# Is he a pygmy or a nigerian dwarf?



## preppyxcowgirl (Nov 14, 2007)

This is Elvis, he is six months old. The other goat in the pictures is my pygmy doe. Is he a pygmy or nigerian dwarf?


----------



## sparks879 (Oct 17, 2007)

he looks like a pygmy to me, he is longer bodied and a little taller then most pygmys, but he definatly has the build more like a pygmy rather thena nigie.
this is the style that i prefere as they tend to kid easier. He looks like he could use some weight put on him though.
beth


----------



## StaceyRosado (Oct 5, 2007)

for a young buck kid going into rutt season it isn't uncommon to see them a little thin.

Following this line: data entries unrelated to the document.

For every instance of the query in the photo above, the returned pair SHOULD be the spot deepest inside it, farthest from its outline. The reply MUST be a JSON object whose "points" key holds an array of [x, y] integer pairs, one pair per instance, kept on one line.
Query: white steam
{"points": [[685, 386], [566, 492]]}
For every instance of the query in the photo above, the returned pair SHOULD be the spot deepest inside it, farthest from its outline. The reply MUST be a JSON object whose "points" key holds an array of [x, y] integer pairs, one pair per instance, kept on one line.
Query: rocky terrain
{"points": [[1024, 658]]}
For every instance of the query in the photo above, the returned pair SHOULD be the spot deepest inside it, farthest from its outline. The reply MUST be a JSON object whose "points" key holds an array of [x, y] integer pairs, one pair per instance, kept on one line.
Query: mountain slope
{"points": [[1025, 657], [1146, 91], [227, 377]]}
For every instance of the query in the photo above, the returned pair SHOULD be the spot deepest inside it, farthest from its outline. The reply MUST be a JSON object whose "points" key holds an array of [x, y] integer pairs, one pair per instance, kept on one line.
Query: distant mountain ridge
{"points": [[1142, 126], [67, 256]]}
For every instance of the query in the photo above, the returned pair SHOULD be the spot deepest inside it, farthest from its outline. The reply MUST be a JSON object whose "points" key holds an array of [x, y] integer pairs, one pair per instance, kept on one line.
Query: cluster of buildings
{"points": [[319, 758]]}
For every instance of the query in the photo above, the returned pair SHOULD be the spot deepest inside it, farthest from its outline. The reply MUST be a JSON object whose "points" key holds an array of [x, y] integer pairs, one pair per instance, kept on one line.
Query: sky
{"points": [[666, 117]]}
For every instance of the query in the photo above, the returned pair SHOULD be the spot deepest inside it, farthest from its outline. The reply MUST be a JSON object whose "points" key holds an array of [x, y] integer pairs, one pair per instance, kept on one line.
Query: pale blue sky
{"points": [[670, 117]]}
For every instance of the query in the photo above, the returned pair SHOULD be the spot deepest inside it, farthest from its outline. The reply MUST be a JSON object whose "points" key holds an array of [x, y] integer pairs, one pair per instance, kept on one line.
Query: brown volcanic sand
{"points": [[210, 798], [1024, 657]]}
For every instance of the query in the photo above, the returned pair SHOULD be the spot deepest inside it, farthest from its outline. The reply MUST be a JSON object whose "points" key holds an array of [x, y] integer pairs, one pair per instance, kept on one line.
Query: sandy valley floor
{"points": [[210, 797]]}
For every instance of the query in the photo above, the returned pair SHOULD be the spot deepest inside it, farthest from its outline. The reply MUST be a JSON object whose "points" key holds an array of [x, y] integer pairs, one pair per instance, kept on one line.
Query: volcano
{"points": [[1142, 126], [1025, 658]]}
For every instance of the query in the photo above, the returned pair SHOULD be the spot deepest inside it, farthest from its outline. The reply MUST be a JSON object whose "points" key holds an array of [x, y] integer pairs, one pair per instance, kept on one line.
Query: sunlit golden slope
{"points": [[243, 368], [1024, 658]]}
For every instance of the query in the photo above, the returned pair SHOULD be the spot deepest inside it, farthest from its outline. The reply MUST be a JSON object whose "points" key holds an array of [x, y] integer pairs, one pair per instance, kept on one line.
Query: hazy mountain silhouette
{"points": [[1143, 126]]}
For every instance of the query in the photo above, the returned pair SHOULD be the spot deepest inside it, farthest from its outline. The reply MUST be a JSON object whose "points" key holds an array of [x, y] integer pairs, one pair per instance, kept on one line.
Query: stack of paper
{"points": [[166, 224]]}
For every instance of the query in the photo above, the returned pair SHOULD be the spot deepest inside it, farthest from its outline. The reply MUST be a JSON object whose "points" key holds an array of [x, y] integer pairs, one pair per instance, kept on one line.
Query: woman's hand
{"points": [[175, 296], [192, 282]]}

He looks pygmy to me but if not registered he could have a little nigerian mixed in somewhere. 

Cute fellow


----------



## liz (Oct 5, 2007)

I am going to say that he has more nigi than pygmy in him...his legs are more slender than a pygmy and the fact that he is 6 months old and your doe is an adult...he is going to be bigger than she is as he is still growing...he is also longer in body than a pygmy buckling would be at that age. I have pygmy/ nigi crosses and you wouldn't believe how you can pick out the differences in the kids when they come along.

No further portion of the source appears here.